A Crash Course in Data Science Flashcards
What is Data Science?
Data science is an interdisciplinary field about processes and systems to extract knowledge or insights from data in various forms, either structured or unstructured,which is a continuation of some of the data analysis fields such as statistics, data mining, and predictive analytics, similar toKnowledge Discovery in Databases (KDD).
What are some key activities that define the field of Statistics?
- Descriptive statistics
- Inference
- Prediction
- Experimental Design
What is Descriptive Statistics?
Descriptive statistics includes exploratory data analysis, unsupervised learning, clustering and basic data summaries.
Descriptive statistics have many uses, most notably helping us get familiar with a data set.
Descriptive statistics usually are the starting point for any analysis.
Often, descriptive statistics help us arrive at hypotheses to be tested later with more formal inference.
What is Inference?
Inference is the process of making conclusions about populations from samples.
Inference includes most of the activities traditionally associated with statistics such as: estimation, confidence intervals, hypothesis tests and variability.
What is prediction?
Prediction overlaps quite a bit with inference, but modern prediction tends to have a different mindset.
Prediction is the process of trying to guess an outcome given a set of realizations of the outcome and some predictors.
What are some prediction algorithms?
- Machine learning
- Regression,
- Deep learning,
- Boosting,
- Random forests
-
Logistic regression
*
are all prediction algorithms.
What is Classification?
If the target of prediction is binary or categorical, prediction is often called classification.
What is the purpose of Random Sampling?
In random sampling, one tries to randomly sample from a population of interest to get better generalizability of the results to the population.
What are the two main activities of machine learning?
- Supervised Learning
- Unsupervised Learning
What is Supervised Learning?
Supervised learning - using a collection of predictors, and some observed outcomes, to build an algorithm to predict the outcome when it is not observed.
Some examples include: neural networks, random forests, boosting and support vector machines.
What is UnSupervised Learning?
Unsupervised learning - trying to uncover unobserved factors in the data.
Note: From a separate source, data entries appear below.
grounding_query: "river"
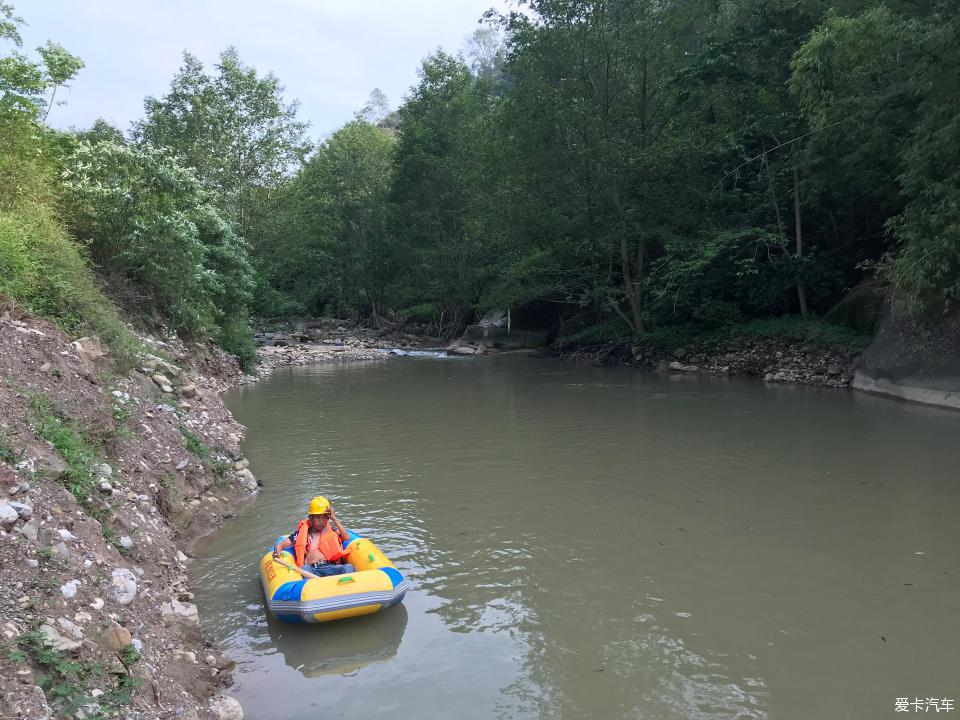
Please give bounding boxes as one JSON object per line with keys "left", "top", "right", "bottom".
{"left": 194, "top": 356, "right": 960, "bottom": 719}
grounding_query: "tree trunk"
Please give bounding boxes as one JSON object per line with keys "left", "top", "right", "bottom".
{"left": 792, "top": 166, "right": 809, "bottom": 318}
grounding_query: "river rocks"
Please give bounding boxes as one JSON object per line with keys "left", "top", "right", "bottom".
{"left": 17, "top": 519, "right": 38, "bottom": 542}
{"left": 56, "top": 618, "right": 84, "bottom": 641}
{"left": 8, "top": 500, "right": 32, "bottom": 519}
{"left": 119, "top": 535, "right": 134, "bottom": 549}
{"left": 667, "top": 361, "right": 699, "bottom": 373}
{"left": 99, "top": 625, "right": 132, "bottom": 651}
{"left": 61, "top": 579, "right": 81, "bottom": 598}
{"left": 161, "top": 598, "right": 199, "bottom": 627}
{"left": 110, "top": 568, "right": 138, "bottom": 606}
{"left": 180, "top": 383, "right": 198, "bottom": 398}
{"left": 99, "top": 480, "right": 113, "bottom": 493}
{"left": 0, "top": 501, "right": 19, "bottom": 527}
{"left": 39, "top": 623, "right": 81, "bottom": 653}
{"left": 237, "top": 469, "right": 258, "bottom": 491}
{"left": 210, "top": 695, "right": 244, "bottom": 720}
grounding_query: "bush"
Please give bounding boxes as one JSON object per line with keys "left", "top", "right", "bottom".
{"left": 0, "top": 207, "right": 138, "bottom": 366}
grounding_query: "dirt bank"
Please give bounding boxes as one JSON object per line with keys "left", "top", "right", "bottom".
{"left": 0, "top": 303, "right": 257, "bottom": 720}
{"left": 0, "top": 309, "right": 437, "bottom": 720}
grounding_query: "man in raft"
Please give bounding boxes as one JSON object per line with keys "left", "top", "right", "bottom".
{"left": 272, "top": 496, "right": 355, "bottom": 576}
It is called “unsupervised” as there is no gold standard outcome to judge against.
Some example algorithms including hierarchical clustering, principal components analysis, factor analysis and k-means.
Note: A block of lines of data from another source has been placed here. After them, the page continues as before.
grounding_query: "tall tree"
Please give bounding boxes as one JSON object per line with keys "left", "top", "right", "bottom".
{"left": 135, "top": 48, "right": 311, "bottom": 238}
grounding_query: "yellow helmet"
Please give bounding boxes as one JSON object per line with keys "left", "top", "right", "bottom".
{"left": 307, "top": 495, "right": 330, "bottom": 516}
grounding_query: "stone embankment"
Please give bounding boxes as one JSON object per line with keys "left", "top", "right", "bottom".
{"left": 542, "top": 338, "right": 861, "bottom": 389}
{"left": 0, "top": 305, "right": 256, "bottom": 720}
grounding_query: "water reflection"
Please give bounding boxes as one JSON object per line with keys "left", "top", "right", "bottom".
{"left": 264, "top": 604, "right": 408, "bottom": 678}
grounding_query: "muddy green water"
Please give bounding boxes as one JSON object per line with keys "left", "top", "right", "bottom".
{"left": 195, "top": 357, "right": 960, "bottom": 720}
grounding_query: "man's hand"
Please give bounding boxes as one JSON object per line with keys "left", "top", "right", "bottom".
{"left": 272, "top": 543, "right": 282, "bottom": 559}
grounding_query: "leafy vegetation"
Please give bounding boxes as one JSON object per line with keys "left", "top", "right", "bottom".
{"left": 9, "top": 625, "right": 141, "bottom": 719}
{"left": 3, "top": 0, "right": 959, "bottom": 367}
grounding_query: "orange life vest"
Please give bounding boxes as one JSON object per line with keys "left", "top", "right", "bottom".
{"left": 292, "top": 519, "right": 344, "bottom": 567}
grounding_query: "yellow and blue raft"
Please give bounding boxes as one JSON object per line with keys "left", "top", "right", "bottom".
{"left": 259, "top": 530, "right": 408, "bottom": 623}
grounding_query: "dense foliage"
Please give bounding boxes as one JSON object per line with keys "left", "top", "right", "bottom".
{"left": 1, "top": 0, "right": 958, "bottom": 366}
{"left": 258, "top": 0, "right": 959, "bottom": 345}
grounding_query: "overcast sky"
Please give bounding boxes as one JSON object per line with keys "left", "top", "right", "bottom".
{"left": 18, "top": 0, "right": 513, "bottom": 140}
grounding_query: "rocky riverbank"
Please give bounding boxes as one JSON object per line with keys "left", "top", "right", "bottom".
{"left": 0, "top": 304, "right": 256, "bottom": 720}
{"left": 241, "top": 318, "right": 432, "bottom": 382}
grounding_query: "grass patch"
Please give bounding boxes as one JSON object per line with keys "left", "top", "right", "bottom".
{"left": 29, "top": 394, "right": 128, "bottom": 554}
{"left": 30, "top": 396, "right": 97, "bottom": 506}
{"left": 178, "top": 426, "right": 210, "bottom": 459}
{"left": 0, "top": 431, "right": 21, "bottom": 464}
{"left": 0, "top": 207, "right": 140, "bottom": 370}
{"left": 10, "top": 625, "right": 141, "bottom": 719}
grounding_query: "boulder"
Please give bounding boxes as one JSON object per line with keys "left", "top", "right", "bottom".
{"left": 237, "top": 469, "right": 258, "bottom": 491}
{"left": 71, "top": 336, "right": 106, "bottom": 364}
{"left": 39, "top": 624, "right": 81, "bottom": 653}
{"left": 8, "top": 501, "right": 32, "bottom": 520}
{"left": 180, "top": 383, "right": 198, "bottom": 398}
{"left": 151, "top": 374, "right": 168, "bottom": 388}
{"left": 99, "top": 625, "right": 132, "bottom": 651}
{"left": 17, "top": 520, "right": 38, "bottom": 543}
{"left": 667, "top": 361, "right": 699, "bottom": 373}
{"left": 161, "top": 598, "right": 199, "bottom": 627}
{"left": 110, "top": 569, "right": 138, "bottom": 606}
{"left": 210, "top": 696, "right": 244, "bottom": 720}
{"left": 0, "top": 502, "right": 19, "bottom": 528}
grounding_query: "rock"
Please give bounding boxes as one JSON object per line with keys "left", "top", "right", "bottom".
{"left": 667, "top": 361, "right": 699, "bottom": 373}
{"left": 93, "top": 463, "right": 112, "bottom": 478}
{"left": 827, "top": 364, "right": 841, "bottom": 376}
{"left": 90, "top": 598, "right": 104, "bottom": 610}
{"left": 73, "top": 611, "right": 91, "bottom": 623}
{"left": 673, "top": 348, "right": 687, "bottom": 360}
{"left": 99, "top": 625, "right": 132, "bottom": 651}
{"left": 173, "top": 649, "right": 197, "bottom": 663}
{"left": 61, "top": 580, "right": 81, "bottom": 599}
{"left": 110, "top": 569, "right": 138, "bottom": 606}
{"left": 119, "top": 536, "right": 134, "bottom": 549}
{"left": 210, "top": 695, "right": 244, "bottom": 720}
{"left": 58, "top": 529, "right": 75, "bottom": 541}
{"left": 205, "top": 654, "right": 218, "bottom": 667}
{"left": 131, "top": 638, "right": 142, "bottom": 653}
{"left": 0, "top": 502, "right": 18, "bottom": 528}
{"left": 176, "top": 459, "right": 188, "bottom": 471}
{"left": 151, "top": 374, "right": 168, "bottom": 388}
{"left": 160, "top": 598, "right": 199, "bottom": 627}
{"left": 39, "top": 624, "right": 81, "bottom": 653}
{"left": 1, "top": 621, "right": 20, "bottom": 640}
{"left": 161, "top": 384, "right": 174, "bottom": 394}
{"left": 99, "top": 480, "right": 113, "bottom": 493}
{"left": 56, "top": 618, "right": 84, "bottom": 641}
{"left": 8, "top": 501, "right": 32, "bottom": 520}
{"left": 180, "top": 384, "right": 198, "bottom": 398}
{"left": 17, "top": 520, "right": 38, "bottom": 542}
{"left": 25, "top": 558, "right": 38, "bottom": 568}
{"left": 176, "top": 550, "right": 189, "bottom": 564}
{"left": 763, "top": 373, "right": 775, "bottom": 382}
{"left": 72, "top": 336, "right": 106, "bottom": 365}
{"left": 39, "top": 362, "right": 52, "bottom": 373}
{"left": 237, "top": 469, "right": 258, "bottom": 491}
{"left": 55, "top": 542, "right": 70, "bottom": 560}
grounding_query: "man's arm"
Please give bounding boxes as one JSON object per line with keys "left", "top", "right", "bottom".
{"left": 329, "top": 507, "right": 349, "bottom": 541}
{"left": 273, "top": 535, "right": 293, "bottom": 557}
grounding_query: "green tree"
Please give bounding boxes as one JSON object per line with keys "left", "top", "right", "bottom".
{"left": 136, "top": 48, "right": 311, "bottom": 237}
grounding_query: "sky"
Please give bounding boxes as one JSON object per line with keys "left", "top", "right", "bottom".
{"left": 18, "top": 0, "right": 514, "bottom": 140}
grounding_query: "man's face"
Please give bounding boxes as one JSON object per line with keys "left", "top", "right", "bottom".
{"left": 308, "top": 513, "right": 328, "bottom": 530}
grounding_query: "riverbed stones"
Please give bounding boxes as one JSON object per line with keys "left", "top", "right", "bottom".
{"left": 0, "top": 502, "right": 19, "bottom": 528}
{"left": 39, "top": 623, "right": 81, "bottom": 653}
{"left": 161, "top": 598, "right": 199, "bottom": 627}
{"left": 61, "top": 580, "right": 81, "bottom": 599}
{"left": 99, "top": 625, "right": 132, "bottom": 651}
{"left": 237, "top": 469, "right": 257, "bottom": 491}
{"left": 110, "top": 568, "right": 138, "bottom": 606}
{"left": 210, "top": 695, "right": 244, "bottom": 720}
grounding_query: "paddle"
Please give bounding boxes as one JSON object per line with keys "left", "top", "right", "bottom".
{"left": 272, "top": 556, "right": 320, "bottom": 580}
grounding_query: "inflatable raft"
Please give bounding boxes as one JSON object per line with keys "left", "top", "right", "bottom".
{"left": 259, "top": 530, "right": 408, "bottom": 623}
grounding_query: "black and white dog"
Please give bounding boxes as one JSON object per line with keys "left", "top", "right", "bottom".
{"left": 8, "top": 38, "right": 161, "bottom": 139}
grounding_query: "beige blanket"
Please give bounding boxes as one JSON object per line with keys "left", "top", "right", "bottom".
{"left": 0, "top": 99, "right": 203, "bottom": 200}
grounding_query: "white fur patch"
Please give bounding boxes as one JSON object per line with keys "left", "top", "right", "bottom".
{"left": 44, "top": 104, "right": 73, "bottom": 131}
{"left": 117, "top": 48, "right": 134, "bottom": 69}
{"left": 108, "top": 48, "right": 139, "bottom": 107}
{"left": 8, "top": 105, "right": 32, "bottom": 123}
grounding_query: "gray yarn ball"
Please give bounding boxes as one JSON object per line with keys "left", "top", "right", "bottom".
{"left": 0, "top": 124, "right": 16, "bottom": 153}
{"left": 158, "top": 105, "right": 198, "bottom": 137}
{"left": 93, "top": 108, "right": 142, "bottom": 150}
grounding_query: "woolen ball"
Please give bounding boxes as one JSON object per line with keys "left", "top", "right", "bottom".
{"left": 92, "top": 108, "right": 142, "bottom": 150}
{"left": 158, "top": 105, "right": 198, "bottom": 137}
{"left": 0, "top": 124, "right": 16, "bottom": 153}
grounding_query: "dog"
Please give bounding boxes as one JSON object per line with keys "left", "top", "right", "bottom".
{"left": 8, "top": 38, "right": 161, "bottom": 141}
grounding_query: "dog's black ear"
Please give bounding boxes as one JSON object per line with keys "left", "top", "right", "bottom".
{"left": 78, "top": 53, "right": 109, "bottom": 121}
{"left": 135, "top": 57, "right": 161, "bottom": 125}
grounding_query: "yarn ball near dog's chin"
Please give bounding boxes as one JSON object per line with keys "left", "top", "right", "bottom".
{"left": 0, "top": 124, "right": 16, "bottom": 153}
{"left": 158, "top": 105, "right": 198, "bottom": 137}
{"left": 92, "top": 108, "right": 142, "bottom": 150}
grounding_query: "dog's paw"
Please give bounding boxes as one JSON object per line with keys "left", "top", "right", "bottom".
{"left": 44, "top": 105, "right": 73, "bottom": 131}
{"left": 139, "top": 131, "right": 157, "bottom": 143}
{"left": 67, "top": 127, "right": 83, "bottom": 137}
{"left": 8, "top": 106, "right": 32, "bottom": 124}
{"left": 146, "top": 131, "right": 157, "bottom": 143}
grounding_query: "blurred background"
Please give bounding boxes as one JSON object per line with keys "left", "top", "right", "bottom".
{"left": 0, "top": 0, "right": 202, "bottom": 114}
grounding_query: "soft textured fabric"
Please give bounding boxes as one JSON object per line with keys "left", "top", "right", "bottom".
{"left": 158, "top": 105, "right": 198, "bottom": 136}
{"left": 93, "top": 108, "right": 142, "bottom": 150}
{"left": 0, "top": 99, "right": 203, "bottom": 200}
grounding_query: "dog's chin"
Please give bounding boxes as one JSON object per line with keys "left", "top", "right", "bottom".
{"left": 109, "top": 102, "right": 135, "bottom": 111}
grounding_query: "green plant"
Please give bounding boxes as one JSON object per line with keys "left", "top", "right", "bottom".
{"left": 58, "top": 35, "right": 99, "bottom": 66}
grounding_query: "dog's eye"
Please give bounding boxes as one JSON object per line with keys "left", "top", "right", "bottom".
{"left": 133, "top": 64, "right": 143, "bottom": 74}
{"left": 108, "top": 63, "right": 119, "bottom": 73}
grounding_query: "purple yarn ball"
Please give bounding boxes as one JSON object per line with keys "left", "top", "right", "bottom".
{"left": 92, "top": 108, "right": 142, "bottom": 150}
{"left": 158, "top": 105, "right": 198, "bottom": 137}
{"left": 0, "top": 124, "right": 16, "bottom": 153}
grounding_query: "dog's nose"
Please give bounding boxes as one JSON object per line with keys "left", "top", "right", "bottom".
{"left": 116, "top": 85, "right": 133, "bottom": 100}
What are some characteristics on Machine Learning?
- the emphasis on predictions;
- evaluating results via prediction performance;
- having concern for overfitting but not model complexity per se;
- emphasis on performance;
- obtaining generalizability through performance on novel datasets;
- usually no superpopulation model specified;
- concern over performance and robustness.
What are some characteristics of traditional Statistics?
- emphasizing superpopulation inference;
- focusing on a-priori hypotheses;
- preferring simpler models over complex ones (parsimony), even if the more complex models perform slightly better;
- emphasizing parameter interpretability;
- having statistical modeling or sampling assumptions that connect data to a population of interest;
- having concern over assumptions and robustness.
In recent years, the distinction between both fields have substantially faded. ML researchers have worked tirelessly to improve interpretations while statistical researchers have improved the prediction performance of their algorithms.
Example of Supervised Learning
For supervised learning, we give an early example, the development of regression.
In this, Francis Galton wanted to predict children’s heights from their parents. He developed linear regression in the process.
Notice that having several children with known adult heights along with their parents allows one to build the model, then apply it to parents who are expecting.
Example of UnSupervised Learning
We give a famous early example of unsupervised clustering in the computation of the g-factor.
This was postulated to be a measure of intrinsic intelligence. Early factor analytic models were used to cluster scores on psychometric questions to create the g-factor.
Notice the lack of a gold standard outcome. There was no true measure of intrinsic intelligence to train an algorithm to predict it.